Seanad debates

Tuesday, 28 May 2019

Judicial Appointments Commission Bill 2017: Committee Stage (Resumed)

 

2:30 pm

Photo of Michael McDowellMichael McDowell (Independent) | Oireachtas source

There are two problems with that. First, it is for the Government and the Oireachtas to decide how many judges there are in the High Court. We are told the Minister will bring in a Bill to increase the size of the Court of Appeal by a further six judges in the near future. In that court, that is a matter for the Government. However, I can well imagine that at some stage in the next few years, a decision will be made by the Cabinet and the Oireachtas to increase the size of, for example, the Circuit Court, to deal with family law cases. If they then, on foot of creating the six additional vacancies, for example, in family law under legislation for the Circuit Court, advertise those vacancies, surely those who apply for them are entitled to be informed by the commission by public advertisement that the Government is looking for family law lawyers. There must be some mechanism whereby the Government's policy on this matter, given that it has a licence from the Oireachtas to appoint additional judges, is conveyed not merely to the commission via the Attorney General at a private meeting but also to would-be applicants so that they know what is going on. Senator Norris mockingly accuses me of using the term "lawyers". It is only fair to tell criminal law practitioners that it is anticipated that the three vacancies that are under advertisement are likely to be assigned to family law. If that were not the case, why would the phrase appear in section 50 that "in the case of judicial offices in the same court, different classes of business in that court that it is reasonably anticipated a particular appointee [that is a named person] ..." will be assigned? One of these three persons on the shortlist will be assigned to that business. Why not tell those who are applying for that vacancy that this is one which one believes will be for intellectual property, criminal law, family law or whatever? If one accepts that principle, I cannot see what is wrong with telling the applicants that such is the case. The Minister has not provided for it in the Bill.

He has not provided that advertisements of vacancies can specify different areas of business in a court. He has also not provided for who would make that decision. He has further not provided for whether it is the Government's decision or that of the president of the relevant court's in the last analysis. If it was always simply the president of the court who assigned people, he or she would be in a weak position seeking additional appointments from the Government for the purpose of family law if in the end the commission decides that it is not particularly interested in extra family law judges and it believes the following three legal academics with expertise in civil law are the best qualified for the upcoming vacancies. It is the Government's decision to make a choice in this area as regards whether a particular judicial vacancy should be filled towards a particular end, and that is what the Attorney General is there to advise the Government on.

That is the other point. It is the function of the Attorney General to say that we need another intellectual property lawyer and for the Government then to say that is a good idea and then tell the commission to go and look for an intellectual property lawyer and not put a silly advertisement in the newspapers looking merely for another judge in the High Court and have many lawyers apply for it without telling them that in private it has been decided that the name of the game is to appoint an intellectual property lawyer.

I cannot see anything wrong with this principle.
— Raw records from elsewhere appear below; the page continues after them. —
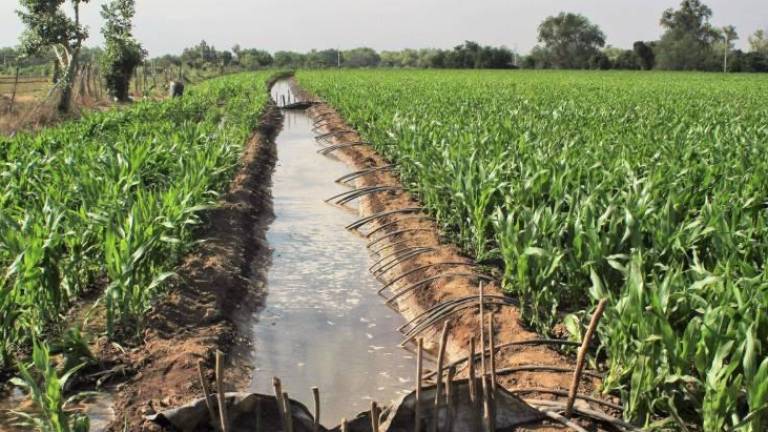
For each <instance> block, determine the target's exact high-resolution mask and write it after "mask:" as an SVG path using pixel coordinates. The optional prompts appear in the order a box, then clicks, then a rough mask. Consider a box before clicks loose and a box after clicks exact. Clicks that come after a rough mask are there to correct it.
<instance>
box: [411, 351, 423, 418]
mask: <svg viewBox="0 0 768 432" xmlns="http://www.w3.org/2000/svg"><path fill="white" fill-rule="evenodd" d="M423 355H424V339H423V338H419V342H418V348H417V349H416V407H415V413H414V418H415V422H416V424H415V425H414V427H413V430H414V432H420V430H421V375H422V366H423V358H422V357H423Z"/></svg>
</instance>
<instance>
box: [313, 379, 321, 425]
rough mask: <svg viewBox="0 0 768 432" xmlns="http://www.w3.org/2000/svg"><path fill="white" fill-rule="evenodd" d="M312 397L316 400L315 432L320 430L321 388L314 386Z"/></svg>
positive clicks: (313, 424) (315, 410)
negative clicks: (317, 387)
mask: <svg viewBox="0 0 768 432" xmlns="http://www.w3.org/2000/svg"><path fill="white" fill-rule="evenodd" d="M312 399H313V400H314V402H315V416H314V417H315V422H314V423H313V424H312V430H313V431H314V432H320V389H319V388H317V387H312Z"/></svg>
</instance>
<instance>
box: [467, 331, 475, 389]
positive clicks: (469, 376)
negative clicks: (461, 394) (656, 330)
mask: <svg viewBox="0 0 768 432" xmlns="http://www.w3.org/2000/svg"><path fill="white" fill-rule="evenodd" d="M467 359H468V362H469V381H468V382H469V400H470V401H471V402H472V403H475V401H476V400H477V388H476V387H477V382H476V381H475V337H474V336H472V337H471V338H469V357H467Z"/></svg>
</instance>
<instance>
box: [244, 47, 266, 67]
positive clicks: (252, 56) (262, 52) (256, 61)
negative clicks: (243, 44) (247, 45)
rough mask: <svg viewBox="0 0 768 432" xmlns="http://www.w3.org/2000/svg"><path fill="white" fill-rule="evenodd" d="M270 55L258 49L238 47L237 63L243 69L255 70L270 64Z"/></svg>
mask: <svg viewBox="0 0 768 432" xmlns="http://www.w3.org/2000/svg"><path fill="white" fill-rule="evenodd" d="M273 62H274V59H273V58H272V55H271V54H270V53H268V52H266V51H264V50H259V49H253V48H249V49H240V50H239V52H238V53H237V63H238V64H239V65H240V66H242V67H243V68H245V69H248V70H256V69H260V68H264V67H267V66H270V65H272V63H273Z"/></svg>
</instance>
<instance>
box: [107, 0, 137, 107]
mask: <svg viewBox="0 0 768 432" xmlns="http://www.w3.org/2000/svg"><path fill="white" fill-rule="evenodd" d="M135 14H136V6H135V2H134V0H112V1H111V2H109V3H106V4H104V5H102V7H101V16H102V18H104V27H102V29H101V33H102V34H103V35H104V41H105V49H104V55H103V56H102V57H101V64H102V68H103V70H104V81H105V83H106V87H107V92H108V93H109V95H110V96H112V97H113V98H115V99H117V100H119V101H126V100H128V90H129V88H130V84H131V77H132V76H133V72H134V71H135V70H136V67H137V66H138V65H139V64H140V63H141V61H142V60H143V59H144V51H143V50H142V48H141V45H140V44H139V43H138V42H137V41H136V39H135V38H134V37H133V33H132V30H133V23H132V22H131V21H132V20H133V16H134V15H135Z"/></svg>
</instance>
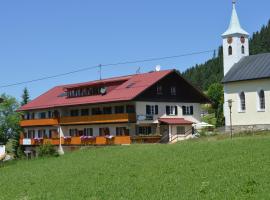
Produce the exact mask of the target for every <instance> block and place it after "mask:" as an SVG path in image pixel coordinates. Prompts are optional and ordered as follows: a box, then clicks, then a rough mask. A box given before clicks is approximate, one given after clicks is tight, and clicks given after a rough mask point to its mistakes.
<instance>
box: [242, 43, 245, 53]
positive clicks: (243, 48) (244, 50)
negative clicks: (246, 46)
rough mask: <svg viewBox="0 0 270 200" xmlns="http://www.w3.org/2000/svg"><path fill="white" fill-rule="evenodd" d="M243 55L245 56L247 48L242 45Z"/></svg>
mask: <svg viewBox="0 0 270 200" xmlns="http://www.w3.org/2000/svg"><path fill="white" fill-rule="evenodd" d="M242 54H245V47H244V45H242Z"/></svg>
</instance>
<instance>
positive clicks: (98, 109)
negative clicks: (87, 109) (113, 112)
mask: <svg viewBox="0 0 270 200" xmlns="http://www.w3.org/2000/svg"><path fill="white" fill-rule="evenodd" d="M100 114H101V110H100V108H92V115H100Z"/></svg>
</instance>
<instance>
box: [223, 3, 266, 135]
mask: <svg viewBox="0 0 270 200" xmlns="http://www.w3.org/2000/svg"><path fill="white" fill-rule="evenodd" d="M222 38H223V59H224V79H223V81H222V82H223V85H224V116H225V123H226V127H227V128H229V127H230V126H231V125H232V127H233V129H234V131H245V130H267V129H268V130H269V129H270V53H264V54H257V55H249V33H248V32H246V31H245V30H244V29H243V28H242V27H241V25H240V21H239V18H238V15H237V12H236V3H235V1H234V2H233V10H232V16H231V21H230V25H229V28H228V29H227V31H226V32H225V33H223V34H222Z"/></svg>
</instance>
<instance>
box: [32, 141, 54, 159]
mask: <svg viewBox="0 0 270 200" xmlns="http://www.w3.org/2000/svg"><path fill="white" fill-rule="evenodd" d="M37 153H38V156H39V157H49V156H58V155H59V154H58V153H57V151H56V149H55V148H54V146H53V145H51V144H50V143H47V144H43V145H41V146H39V147H38V148H37Z"/></svg>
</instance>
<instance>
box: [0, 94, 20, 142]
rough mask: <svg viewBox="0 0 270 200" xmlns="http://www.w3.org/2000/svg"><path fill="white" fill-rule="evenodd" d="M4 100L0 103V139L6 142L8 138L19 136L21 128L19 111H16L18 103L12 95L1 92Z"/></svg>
mask: <svg viewBox="0 0 270 200" xmlns="http://www.w3.org/2000/svg"><path fill="white" fill-rule="evenodd" d="M0 97H1V98H3V99H4V102H3V103H1V104H0V141H1V142H4V143H6V142H7V141H8V139H10V138H12V139H17V140H18V138H19V135H20V132H21V128H20V125H19V122H20V113H18V112H16V110H17V109H18V108H19V106H20V105H19V103H18V102H17V100H16V99H15V98H14V97H11V96H8V95H5V94H2V95H1V96H0Z"/></svg>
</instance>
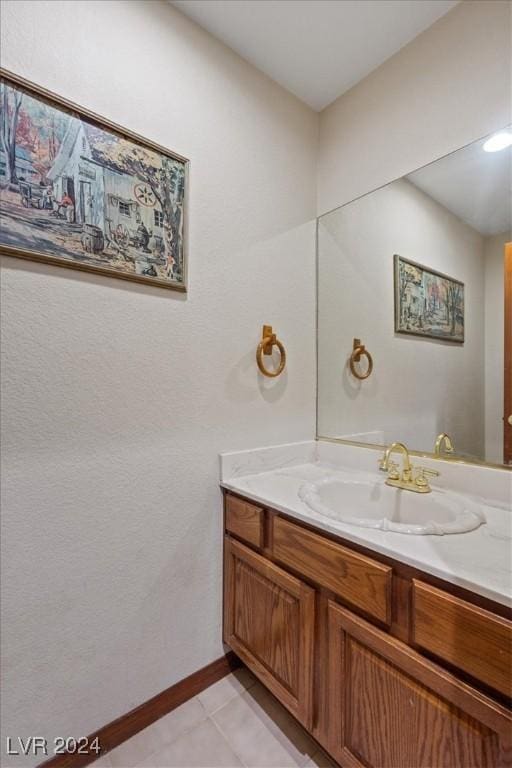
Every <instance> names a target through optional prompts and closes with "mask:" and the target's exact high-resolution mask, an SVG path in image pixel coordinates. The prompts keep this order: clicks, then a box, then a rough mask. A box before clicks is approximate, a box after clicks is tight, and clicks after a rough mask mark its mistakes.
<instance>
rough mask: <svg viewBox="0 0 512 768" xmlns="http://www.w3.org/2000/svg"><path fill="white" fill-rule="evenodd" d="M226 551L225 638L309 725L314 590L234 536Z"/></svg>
mask: <svg viewBox="0 0 512 768" xmlns="http://www.w3.org/2000/svg"><path fill="white" fill-rule="evenodd" d="M224 552H225V562H224V640H225V642H226V643H228V645H230V646H231V648H232V649H233V650H234V651H235V653H237V654H238V656H239V657H240V658H241V659H242V661H244V662H245V663H246V664H247V666H248V667H249V668H250V669H252V670H253V672H254V673H255V674H256V675H257V676H258V677H259V678H260V679H261V681H262V682H263V683H264V684H265V685H266V686H267V687H268V688H269V689H270V690H271V691H272V693H274V695H275V696H277V698H278V699H279V700H280V701H281V702H282V703H283V704H284V705H285V706H286V707H287V708H288V709H289V710H290V711H291V712H292V713H293V714H294V715H295V716H296V717H297V718H298V719H299V720H301V721H302V723H304V725H305V726H306V727H308V728H309V727H311V719H312V718H311V716H312V693H313V690H312V685H313V638H314V624H315V619H314V611H315V593H314V590H313V589H311V588H310V587H308V586H307V585H306V584H304V583H303V582H302V581H300V580H299V579H296V578H294V577H293V576H290V575H289V574H288V573H286V572H285V571H283V570H281V568H278V567H277V566H275V565H274V564H273V563H271V562H270V561H269V560H266V559H265V558H263V557H261V556H260V555H257V554H256V553H255V552H253V551H252V550H250V549H248V547H245V546H244V545H243V544H239V543H238V542H237V541H234V540H233V539H230V538H229V537H226V538H225V540H224Z"/></svg>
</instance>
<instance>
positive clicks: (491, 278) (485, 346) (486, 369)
mask: <svg viewBox="0 0 512 768" xmlns="http://www.w3.org/2000/svg"><path fill="white" fill-rule="evenodd" d="M511 239H512V233H511V232H504V233H502V234H501V235H494V237H487V238H486V239H485V241H484V248H485V250H484V265H485V457H486V459H487V461H494V462H496V463H497V464H501V463H502V462H503V397H504V392H503V385H504V381H503V366H504V345H505V339H504V321H505V318H504V293H505V286H504V259H505V243H507V242H509V241H510V240H511Z"/></svg>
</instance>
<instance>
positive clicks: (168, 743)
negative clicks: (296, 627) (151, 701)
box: [93, 669, 334, 768]
mask: <svg viewBox="0 0 512 768" xmlns="http://www.w3.org/2000/svg"><path fill="white" fill-rule="evenodd" d="M238 766H245V768H295V767H296V766H299V768H312V767H313V766H317V767H318V768H334V765H333V763H331V762H329V760H328V758H327V757H326V756H325V755H324V754H323V753H322V752H321V751H320V750H319V748H318V746H317V745H316V744H315V743H314V742H313V741H312V740H311V739H310V737H309V736H308V734H307V733H306V732H305V731H304V730H303V729H302V728H301V727H300V725H299V724H298V723H297V722H296V721H295V720H294V719H293V718H292V717H291V715H289V714H288V712H287V711H286V710H285V709H284V708H283V707H282V706H281V705H280V704H279V703H278V702H277V701H276V700H275V699H274V698H273V697H272V696H271V695H270V694H269V693H268V692H267V691H266V690H265V688H264V687H263V686H262V685H260V683H259V682H257V681H256V679H255V678H254V677H253V675H252V674H251V673H250V672H249V671H248V670H247V669H240V670H237V671H236V672H234V673H233V674H231V675H228V676H227V677H225V678H223V679H222V680H219V682H218V683H215V684H214V685H212V686H211V687H210V688H207V689H206V690H205V691H203V692H202V693H200V694H199V696H196V697H195V698H194V699H190V700H189V701H187V702H186V703H185V704H183V705H182V706H181V707H178V709H175V710H174V711H173V712H170V713H169V714H168V715H166V716H165V717H162V718H161V719H160V720H157V722H156V723H153V725H150V726H149V728H146V729H145V730H143V731H140V732H139V733H137V734H136V735H135V736H133V737H132V738H131V739H129V740H128V741H125V742H124V743H123V744H121V745H120V746H119V747H116V749H113V750H112V752H109V753H108V754H107V755H104V756H103V757H100V759H99V760H97V761H96V762H94V763H93V768H235V767H238Z"/></svg>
I can see every reason it should be incorporated in the Bill. It has nothing to do with the independence of the commission because if the commission published an advertisement that the Government had directed it to seek a person who would in all likelihood specialise in intellectual property law and receives a number of applications in that context, it independently makes up its mind as to who is to be on the shortlist and in what order they are to be recommended to the Government. There is no trenching on their independence by asking them to be transparent in what they are doing and in what the Government is likely to do.